Set days to -1 to disable password expiration (i.e. to ignore --mindays, and --maxdays and related settings).
Set days to 0 to enforce password change on next login. (This also disables password expiration until the password is changed.)
-E, --expire=days
Set the account expiration date to days after Jan 1 1970. Set days to -1 to disable account expiration.
-i, --interactive
Ask all questions when connecting to the user database, even if default answers are set up in libuser configuration.
-I, --inactive=days
Disable the account after days after password expires (after the user is required to change the password). Set days to -1 to keep
the account enabled indefinitely after password expiration.
-l, --list
Only list current user's policy and make no changes.
-m, --mindays=days
Require at least days days between password changes. Set days to 0 or -1 to disable this requirement.

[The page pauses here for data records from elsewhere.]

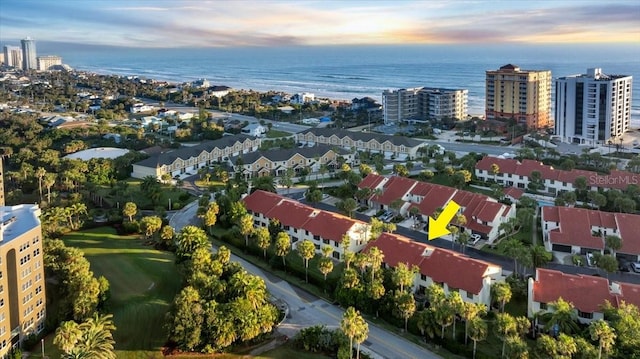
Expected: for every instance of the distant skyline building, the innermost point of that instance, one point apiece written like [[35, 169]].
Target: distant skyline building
[[592, 108], [46, 62], [421, 104], [12, 56], [522, 95], [29, 56]]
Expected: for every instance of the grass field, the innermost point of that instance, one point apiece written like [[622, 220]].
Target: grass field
[[143, 283]]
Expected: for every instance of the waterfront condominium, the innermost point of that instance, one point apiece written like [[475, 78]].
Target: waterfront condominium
[[12, 56], [522, 95], [29, 58], [421, 104], [22, 287], [592, 108], [46, 62]]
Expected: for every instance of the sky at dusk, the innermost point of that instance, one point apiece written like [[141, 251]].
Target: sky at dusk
[[163, 23]]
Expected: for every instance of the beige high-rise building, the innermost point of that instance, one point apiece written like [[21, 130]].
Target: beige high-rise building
[[22, 287], [46, 62], [522, 95]]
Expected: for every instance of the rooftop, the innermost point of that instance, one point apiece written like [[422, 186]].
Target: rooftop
[[17, 220]]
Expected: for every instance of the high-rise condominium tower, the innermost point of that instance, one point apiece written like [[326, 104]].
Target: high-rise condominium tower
[[13, 56], [522, 95], [29, 57], [424, 103], [592, 108]]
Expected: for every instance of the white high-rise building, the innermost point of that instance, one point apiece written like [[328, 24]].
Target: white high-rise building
[[29, 57], [592, 108], [13, 56], [421, 104]]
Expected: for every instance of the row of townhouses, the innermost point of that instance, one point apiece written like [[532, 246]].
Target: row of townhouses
[[483, 213], [587, 293], [395, 147], [277, 162], [568, 230], [514, 173], [438, 266], [303, 222], [188, 159]]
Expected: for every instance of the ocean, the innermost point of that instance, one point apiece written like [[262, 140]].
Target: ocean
[[346, 72]]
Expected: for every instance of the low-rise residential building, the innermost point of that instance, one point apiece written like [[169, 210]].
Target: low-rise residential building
[[472, 278], [303, 222], [187, 160], [514, 173], [483, 213], [587, 293], [277, 162], [254, 129], [568, 230], [395, 147]]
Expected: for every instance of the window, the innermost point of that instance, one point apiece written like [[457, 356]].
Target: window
[[585, 315]]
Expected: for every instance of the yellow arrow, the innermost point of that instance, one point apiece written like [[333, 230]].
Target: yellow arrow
[[438, 228]]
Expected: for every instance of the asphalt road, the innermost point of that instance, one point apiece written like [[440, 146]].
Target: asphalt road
[[306, 310]]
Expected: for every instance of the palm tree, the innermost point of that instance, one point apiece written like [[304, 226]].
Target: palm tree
[[604, 334], [354, 327], [477, 332], [263, 239], [283, 246], [306, 250], [67, 335]]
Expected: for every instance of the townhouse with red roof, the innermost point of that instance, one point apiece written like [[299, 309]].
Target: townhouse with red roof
[[483, 213], [514, 173], [587, 293], [568, 230], [303, 222], [472, 278]]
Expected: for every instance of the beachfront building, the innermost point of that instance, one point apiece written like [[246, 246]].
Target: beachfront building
[[45, 63], [22, 287], [300, 160], [522, 95], [472, 278], [421, 104], [186, 161], [394, 147], [592, 108], [514, 173], [29, 58], [302, 222], [567, 231], [13, 56], [483, 213], [587, 294]]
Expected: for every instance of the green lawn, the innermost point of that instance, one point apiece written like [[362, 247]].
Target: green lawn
[[143, 283]]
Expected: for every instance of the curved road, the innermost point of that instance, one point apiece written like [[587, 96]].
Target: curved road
[[307, 310]]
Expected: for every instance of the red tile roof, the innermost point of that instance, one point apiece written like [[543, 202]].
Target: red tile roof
[[371, 181], [441, 265], [576, 227], [513, 192], [616, 179], [261, 201], [587, 293], [329, 225]]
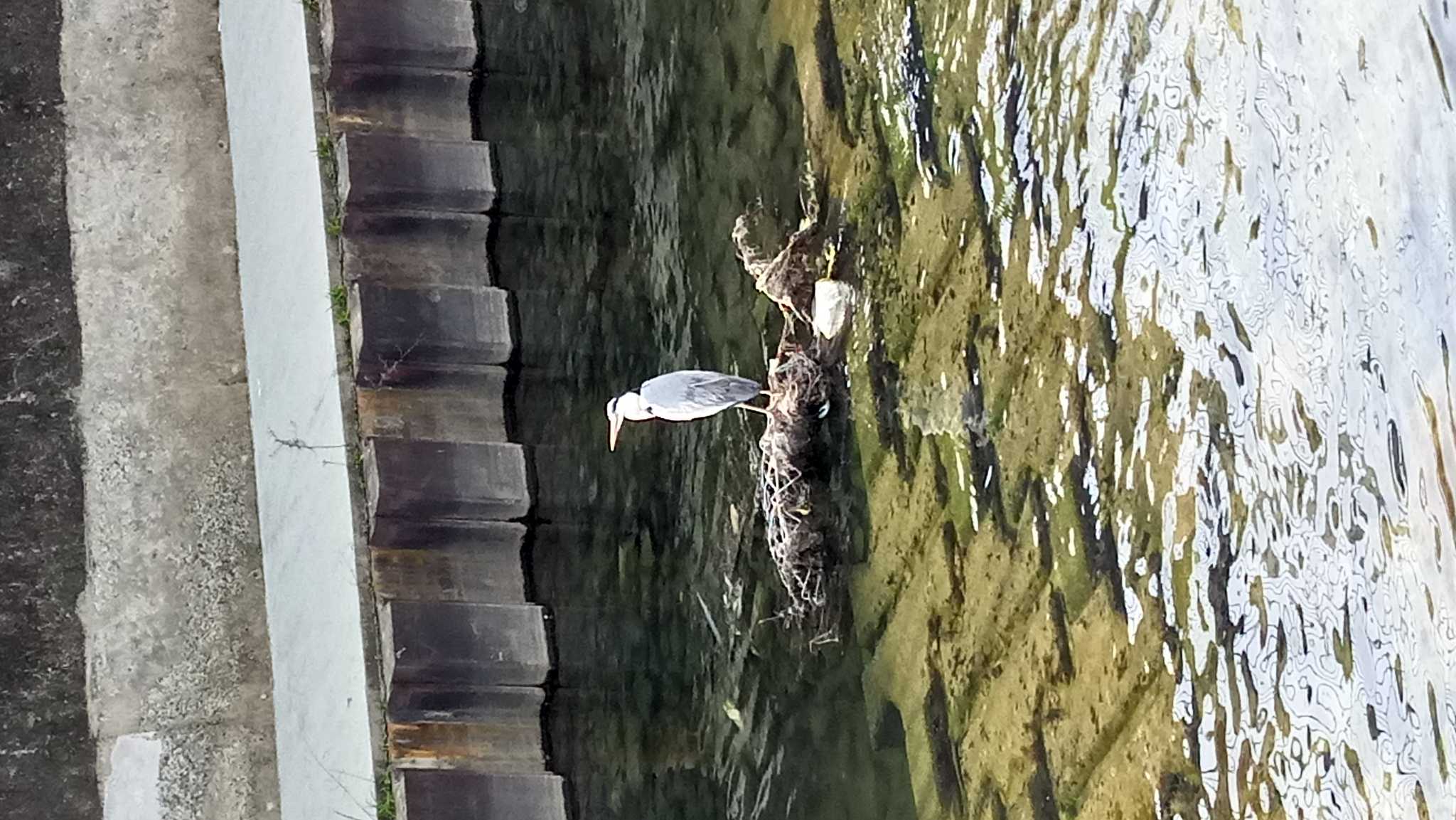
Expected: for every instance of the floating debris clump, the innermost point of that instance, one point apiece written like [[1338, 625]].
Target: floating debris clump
[[801, 385]]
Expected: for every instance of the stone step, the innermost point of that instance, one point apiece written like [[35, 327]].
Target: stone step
[[419, 102], [494, 746], [444, 481], [429, 325], [429, 34], [471, 575], [473, 414], [424, 794], [465, 644], [398, 172], [417, 248]]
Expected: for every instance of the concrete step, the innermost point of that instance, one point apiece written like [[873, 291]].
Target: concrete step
[[464, 644], [427, 481], [468, 796]]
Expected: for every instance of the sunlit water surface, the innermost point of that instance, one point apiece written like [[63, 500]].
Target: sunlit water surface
[[1147, 496]]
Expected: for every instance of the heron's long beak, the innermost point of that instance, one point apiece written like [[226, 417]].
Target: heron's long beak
[[616, 429]]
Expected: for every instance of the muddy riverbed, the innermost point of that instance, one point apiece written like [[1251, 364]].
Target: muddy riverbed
[[1146, 459]]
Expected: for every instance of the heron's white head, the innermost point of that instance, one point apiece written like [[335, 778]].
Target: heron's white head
[[628, 407]]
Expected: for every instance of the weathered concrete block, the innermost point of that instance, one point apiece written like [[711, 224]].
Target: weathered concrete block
[[427, 325], [493, 746], [432, 34], [471, 575], [465, 644], [402, 533], [437, 414], [469, 796], [419, 102], [418, 703], [436, 479], [397, 172], [417, 248]]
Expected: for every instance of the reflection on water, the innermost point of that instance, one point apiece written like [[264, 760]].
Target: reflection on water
[[1152, 442]]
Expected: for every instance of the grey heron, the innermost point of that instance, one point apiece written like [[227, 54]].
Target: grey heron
[[683, 395]]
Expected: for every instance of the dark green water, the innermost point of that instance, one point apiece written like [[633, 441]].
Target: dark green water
[[1146, 458], [676, 698]]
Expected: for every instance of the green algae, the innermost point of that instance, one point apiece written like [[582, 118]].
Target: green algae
[[992, 602]]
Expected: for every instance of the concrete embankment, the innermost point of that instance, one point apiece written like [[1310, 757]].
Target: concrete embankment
[[193, 639], [149, 671]]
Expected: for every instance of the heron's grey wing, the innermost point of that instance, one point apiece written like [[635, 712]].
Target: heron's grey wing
[[695, 393]]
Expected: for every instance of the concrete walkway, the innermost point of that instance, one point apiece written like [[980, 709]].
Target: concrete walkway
[[223, 644]]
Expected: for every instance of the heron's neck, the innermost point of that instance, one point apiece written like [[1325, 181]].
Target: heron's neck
[[632, 407]]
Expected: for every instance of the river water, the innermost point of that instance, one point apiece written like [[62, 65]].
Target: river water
[[1149, 447]]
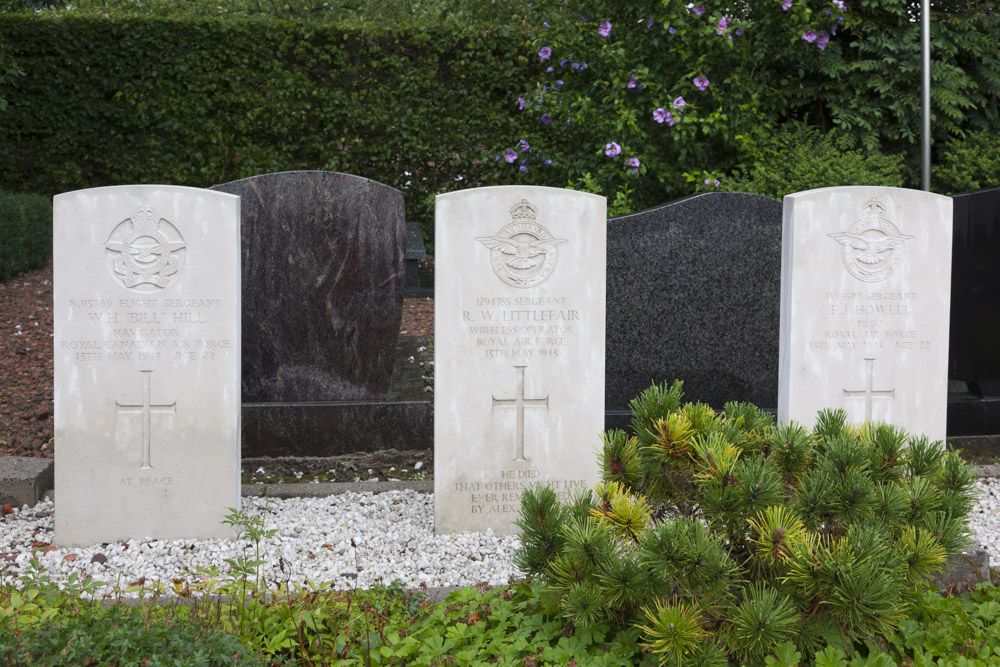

If this value is larger than the value set by --maxdays, the user cannot change the pasword.
-M, --maxdays=days
Require changing the password after days since last password change. Set days to -1 to disable password expiration.
-W, --warndays=days
Start warning the user days before password expires (before the user is required to change the password). Set days to 0 or -1 to
disable the warning.
EXIT STATUS
The exit status is 0 on success, nonzero on error.
NOTES
Note that "account expiration" (set by --expire) is distinct from "password expiration" (set by --maxdays). Account expiration happens on
a fixed date regardless of password changes. Password expiration is relative to the date of last password change.